Financial Times, 9 November 2015
Amy Stillman in Tapachula, southern Mexico
Original article here: Cuban Migrants in Mexico
As Cuban president Raúl Castro met Mexican President Enrique Pena Nieto on Friday to strengthen trade ties and smooth over past tensions, a new political problem was mounting in the south with the huge influx of Cubans flowing across Mexico’s border.
Almost 6,500 Cubans arrived in Mexico en route to the US in the first nine months of the year, more than five times as many as a year earlier, according to official statistics. And the numbers have continued to surge. Mexico’s national migration institute, INM, said that more than 8,000 Cubans have been processed in Mexico so far this year.
The national human rights commission, CNDH, noted that over a thousand Cubans turned up at the Tapachula migratory station in the space of one week in October, overwhelming migration officials’ capacity to attend them.
Many Cubans have spent days sleeping rough outside the Tapachula station awaiting processing.

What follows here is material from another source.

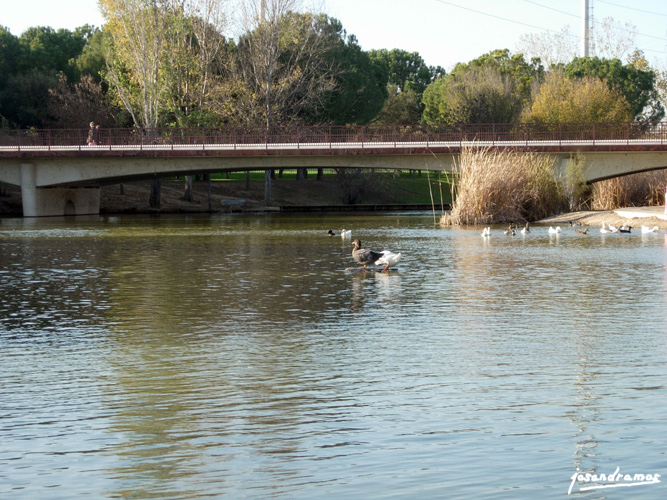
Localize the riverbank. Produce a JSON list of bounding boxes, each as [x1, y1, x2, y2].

Local human rights groups have begun to open their doors to them amid the growing humanitarian crisis.
The Cubans are responding to rumours on the island that the US will soon remove their right to automatic asylum upon reaching US soil. The 1966 Cuban Adjustment Act deems Cubans fleeing the island to be political refugees, a product of the Cold War that sits uncomfortably with the recent restoration of diplomatic ties between Havana and Washington. The law has already been amended once before, when the US implemented the “wet-foot, dry-foot” policy in 1995, enabling Cuban migrants caught at sea to be repatriated.
The Cubans, meanwhile, are sceptical that the gradual lifting of economic restrictions will improve their lives. Political freedom and economic opportunity, they say, are still lacking on the island.

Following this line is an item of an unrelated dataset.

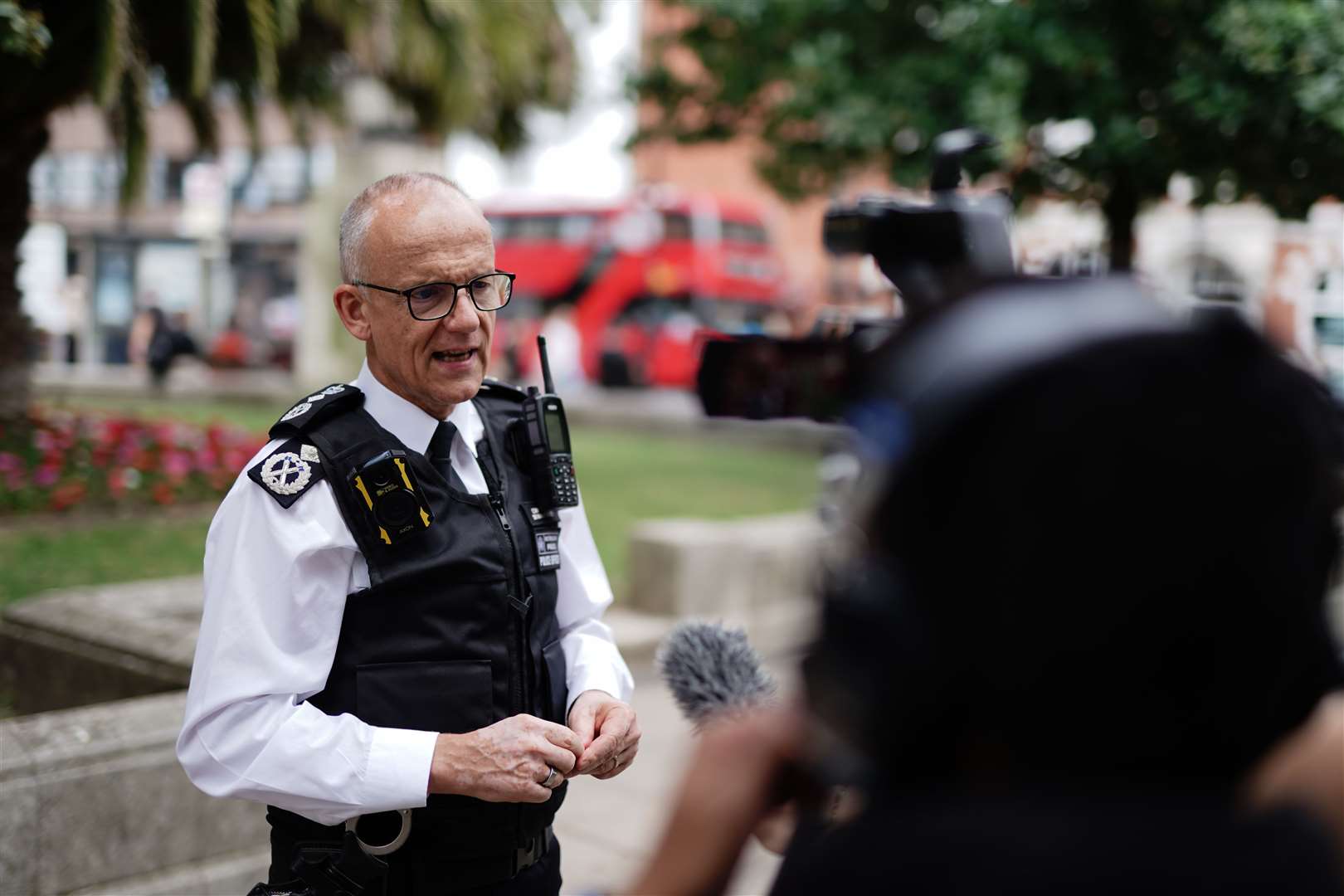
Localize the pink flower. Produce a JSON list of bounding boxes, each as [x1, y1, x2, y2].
[[163, 451, 191, 482]]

“The [trade] opening is good, but it is not enough to change the culture in Cuba,” said López, 50, who had arrived at the Tapachula migration office with his wife and two grown children after a gruelling, month-long slog through South and Central America.
López, who asked to be identified with a pseudonym, had earned the equivalent of $25 a month working for the government in Havana. Fearing that the US law might change, in September he and his family made plans to join their relatives in North Dakota, selling their car and scrounging all of their savings to afford the trip, which cost $2,500 per person. Like so many Cubans, López hopes to find better-paid work in the US. “America is a different democracy, it is a different opportunity,” he said.

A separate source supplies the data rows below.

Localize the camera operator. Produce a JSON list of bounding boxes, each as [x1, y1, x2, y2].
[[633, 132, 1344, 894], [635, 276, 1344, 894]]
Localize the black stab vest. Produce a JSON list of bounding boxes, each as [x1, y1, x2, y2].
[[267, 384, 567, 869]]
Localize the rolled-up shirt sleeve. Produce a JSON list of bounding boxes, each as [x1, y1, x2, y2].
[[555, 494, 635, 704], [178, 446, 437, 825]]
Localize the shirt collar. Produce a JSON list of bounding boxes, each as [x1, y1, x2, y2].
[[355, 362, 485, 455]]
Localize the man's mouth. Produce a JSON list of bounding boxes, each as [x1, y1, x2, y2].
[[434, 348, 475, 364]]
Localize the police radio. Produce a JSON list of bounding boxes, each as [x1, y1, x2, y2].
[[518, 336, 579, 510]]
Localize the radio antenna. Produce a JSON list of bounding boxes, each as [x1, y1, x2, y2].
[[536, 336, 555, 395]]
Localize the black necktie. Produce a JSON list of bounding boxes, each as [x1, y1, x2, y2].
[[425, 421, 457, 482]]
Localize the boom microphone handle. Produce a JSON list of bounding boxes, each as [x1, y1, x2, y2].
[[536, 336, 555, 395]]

While trade barriers in Cuba are slowly being chipped away, the US has yet to lift its 53-year old economic embargo on the Communist-run country, and political reform will take time. Moreover, few people expect Cuba to become a market economy without going through some economic turbulence.
“Cubans understand that there is a good chance things will get worse before they get better,” said Duncan Wood of the Woodrow Wilson Center in Washington. “Changing the economic culture of the country is going to be enormously disruptive, so I am not surprised that the number of Cuban migrants in Mexico is up.”
The lifting of travel restrictions in Cuba in 2013 has facilitated this process, with many countries along the route now providing Cubans with transit visas.
Also, increasing numbers of Cubans are choosing the circuitous trek across eight borders because it is less risky and cheaper than sailing directly to Miami. Cubans in Mexico told the Financial Times that the journey overland is half the price of the perilous sea voyage along the Florida Straits, which reaches $10,000.
Mexican immigration officials warn that the numbers arriving across the border continue to climb. Mario Madrazo Ubach, director-general of immigration control at the INM, said: “If 300 people show up in the same moment at the same station, what can we do, build a bigger station?”